Después de Ablynx, ha habido otros avances discretos en el trabajo con llamas. El vencimiento reciente de la patente de Hamers ha permitido que se realicen más investigaciones con anticuerpos de camélidos, que en la actualidad se suelen reproducir con ayuda de levaduras modificadas genéticamente. Antes de que las llamas se convirtieran en potenciales heroínas de la pandemia causada por el coronavirus, varios estudios exploraron la capacidad de sus anticuerpos para detectar enfermedades infecciosas. Un informe de 2010 consideraba la posibilidad de reclutar a las llamas como “soldados en la guerra contra el terrorismo” y usar sus anticuerpos para identificar armas biológicas. El uso de estos anticuerpos para el diseño de tratamientos se complementa con el interés en su potencial como biomarcadores o marcadores biológicos. Al adherirse a antígenos moleculares específicos mejor que los anticuerpos convencionales y permanecer en la sangre por menos tiempo, el uso de nanoanticuerpos como marcadores biológicos abre la puerta a la “detección no invasiva” de cáncer y otras enfermedades. Los anticuerpos de llama también se han usado para cristalizar proteínas inestables, incluyendo el trabajo sobre los receptores acoplados a la proteína G merecedor del Premio Nobel de Química en 2012. Mientras los anticuerpos de llama transitaban los ciclos prometedores de entusiasmo y esperanza que caracterizan a la industria farmacéutica contemporánea, los avances y comunicados de prensa devenían en patentes.

Durante la última década, las investigaciones han demostrado que, como parte de un sutil e irónico giro histórico, los nanoanticuerpos podrían usarse en tratamientos novedosos para el VIH o para combatir las gripes. Este último hallazgo, combinado con la conciencia de que los camellos fungen como reservorios de enfermedades como el MERS, sirve para explicar la peculiar prominencia de las llamas en la lucha contra el SARS-CoV-2. Hace lo que parece una eternidad, en noviembre de 2018, Melissa Healy publicó un reportaje en Los Angeles Times donde afirmaba que investigaciones con anticuerpos nuevos podrían sentar las bases para una “vacuna universal contra la influenza” basada en la investigación con llamas. Anthony Fauci, quien desde antes de convertirse en una celebridad de las conferencias de prensa de la Casa Blanca era miembro de los Institutos Nacionales de Salud de Estados Unidos, “se quitó el sombrero ante este nuevo estudio”. No obstante, esa vacuna, como buena parte del biocapital camélido, sigue siendo un plan a futuro. En tono bromista, un reportaje que apareció en 2018 en Nova, publicación de PBS, señalaba que “si el camino de la llama al laboratorio fue largo…, el que aún queda por recorrer puede ser igual de incandescente”.

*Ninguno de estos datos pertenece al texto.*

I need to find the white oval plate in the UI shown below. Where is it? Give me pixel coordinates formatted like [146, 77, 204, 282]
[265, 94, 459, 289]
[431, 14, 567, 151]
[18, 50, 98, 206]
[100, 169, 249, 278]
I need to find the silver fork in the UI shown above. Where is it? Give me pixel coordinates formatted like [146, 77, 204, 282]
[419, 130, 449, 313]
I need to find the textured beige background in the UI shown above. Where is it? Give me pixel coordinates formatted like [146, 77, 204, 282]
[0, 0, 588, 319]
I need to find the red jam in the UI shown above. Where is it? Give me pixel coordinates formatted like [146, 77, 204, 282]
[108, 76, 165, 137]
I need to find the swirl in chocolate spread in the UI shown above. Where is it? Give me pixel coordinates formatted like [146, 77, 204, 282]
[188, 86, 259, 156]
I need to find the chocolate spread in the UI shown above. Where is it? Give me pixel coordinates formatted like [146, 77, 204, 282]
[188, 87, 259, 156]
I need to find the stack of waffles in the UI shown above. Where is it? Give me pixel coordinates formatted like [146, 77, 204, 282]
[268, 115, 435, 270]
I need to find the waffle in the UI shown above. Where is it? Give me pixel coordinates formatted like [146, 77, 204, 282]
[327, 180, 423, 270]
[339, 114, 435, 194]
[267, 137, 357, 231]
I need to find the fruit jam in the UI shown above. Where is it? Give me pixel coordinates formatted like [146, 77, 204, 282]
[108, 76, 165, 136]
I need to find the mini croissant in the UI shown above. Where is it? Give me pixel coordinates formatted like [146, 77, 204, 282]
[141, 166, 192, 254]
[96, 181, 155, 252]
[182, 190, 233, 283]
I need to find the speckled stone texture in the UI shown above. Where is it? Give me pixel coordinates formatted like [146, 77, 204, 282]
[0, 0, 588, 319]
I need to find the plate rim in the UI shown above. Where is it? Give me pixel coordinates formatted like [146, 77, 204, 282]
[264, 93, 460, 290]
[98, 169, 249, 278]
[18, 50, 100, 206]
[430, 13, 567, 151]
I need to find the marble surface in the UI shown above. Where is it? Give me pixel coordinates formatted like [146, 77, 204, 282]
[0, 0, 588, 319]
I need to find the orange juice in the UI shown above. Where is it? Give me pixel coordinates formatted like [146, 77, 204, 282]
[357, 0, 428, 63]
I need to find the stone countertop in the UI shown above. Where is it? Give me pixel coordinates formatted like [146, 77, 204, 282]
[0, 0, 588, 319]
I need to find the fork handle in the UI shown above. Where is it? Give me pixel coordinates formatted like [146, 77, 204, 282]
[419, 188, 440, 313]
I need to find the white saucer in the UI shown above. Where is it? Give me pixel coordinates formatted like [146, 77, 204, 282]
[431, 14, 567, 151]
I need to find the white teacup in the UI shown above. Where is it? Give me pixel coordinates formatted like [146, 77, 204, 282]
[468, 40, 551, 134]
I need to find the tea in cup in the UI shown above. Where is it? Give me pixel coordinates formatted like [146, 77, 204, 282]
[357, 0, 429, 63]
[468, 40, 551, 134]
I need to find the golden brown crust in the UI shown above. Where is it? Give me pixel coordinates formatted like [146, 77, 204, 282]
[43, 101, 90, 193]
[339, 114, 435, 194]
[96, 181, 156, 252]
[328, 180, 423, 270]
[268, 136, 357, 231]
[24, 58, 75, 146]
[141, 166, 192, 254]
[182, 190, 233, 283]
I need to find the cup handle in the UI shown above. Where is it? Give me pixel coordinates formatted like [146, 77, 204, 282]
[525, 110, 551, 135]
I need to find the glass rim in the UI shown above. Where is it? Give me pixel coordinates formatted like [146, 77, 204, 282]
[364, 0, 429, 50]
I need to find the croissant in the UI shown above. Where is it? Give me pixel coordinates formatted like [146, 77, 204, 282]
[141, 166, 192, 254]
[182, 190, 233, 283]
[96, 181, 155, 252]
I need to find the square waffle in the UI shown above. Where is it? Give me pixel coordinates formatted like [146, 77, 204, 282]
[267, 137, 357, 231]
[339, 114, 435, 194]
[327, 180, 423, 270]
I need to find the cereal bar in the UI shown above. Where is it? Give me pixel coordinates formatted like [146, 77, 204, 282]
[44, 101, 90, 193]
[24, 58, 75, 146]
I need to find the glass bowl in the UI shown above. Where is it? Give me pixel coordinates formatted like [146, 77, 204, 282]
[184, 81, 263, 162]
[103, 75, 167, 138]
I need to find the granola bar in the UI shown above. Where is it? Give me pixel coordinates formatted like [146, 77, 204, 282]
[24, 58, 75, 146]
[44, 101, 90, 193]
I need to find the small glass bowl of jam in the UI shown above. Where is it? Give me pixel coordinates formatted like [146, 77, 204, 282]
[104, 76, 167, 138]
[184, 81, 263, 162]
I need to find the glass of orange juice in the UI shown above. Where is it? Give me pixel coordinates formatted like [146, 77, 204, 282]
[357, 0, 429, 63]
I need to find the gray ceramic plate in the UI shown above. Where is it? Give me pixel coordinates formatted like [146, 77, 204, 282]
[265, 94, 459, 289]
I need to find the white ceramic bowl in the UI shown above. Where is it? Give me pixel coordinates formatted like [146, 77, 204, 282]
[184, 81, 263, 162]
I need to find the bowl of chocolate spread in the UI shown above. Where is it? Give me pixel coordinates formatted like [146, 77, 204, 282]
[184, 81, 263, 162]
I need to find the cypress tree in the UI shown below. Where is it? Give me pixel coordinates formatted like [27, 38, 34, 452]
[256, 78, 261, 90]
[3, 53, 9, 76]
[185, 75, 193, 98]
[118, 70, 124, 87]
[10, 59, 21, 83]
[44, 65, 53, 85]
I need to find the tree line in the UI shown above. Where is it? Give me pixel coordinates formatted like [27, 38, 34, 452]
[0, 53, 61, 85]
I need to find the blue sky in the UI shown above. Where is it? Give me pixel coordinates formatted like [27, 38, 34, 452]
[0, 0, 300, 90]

Como sea, el ciclo ha continuado: en diciembre de 2020, los Institutos Nacionales de Salud anunciaron el hallazgo de anticuerpos prometedores contra la covid-19, aislados de una llama nombrada “Cormac”. Esa fue la primera actualización significativa en materia de esperanzas camélidas desde principios de año. Un mes después, un grupo de investigación internacional dio a conocer en la revista Science que había diseñado un potencial tratamiento basado en nanoanticuerpos de llama. Exevir, una empresa emergente conformada en 2020 por gente de la Vrije Universiteit Brussel que planea usar nanoanticuerpos contra la covid-19, reunió cincuenta millones de dólares en su primera ronda de financiación y arrancó la primera fase de ensayos clínicos en humanos apenas en agosto pasado. No obstante, las vacunas de Pfizer, Moderna o Johnson and Johnson no están hechas con sangre de camélidos. El llameante futuro en el que los anticuerpos de llama se volverán materia prima de vacunas y tratamientos capaces de curar todo, desde un resfriado común hasta las peores pandemias mundiales, sigue estando fuera de nuestro alcance. No obstante, sin importar si su momento llegará pronto o después de varias décadas de espera, el prometedor potencial del biocapital camélido no da indicios de apagarse.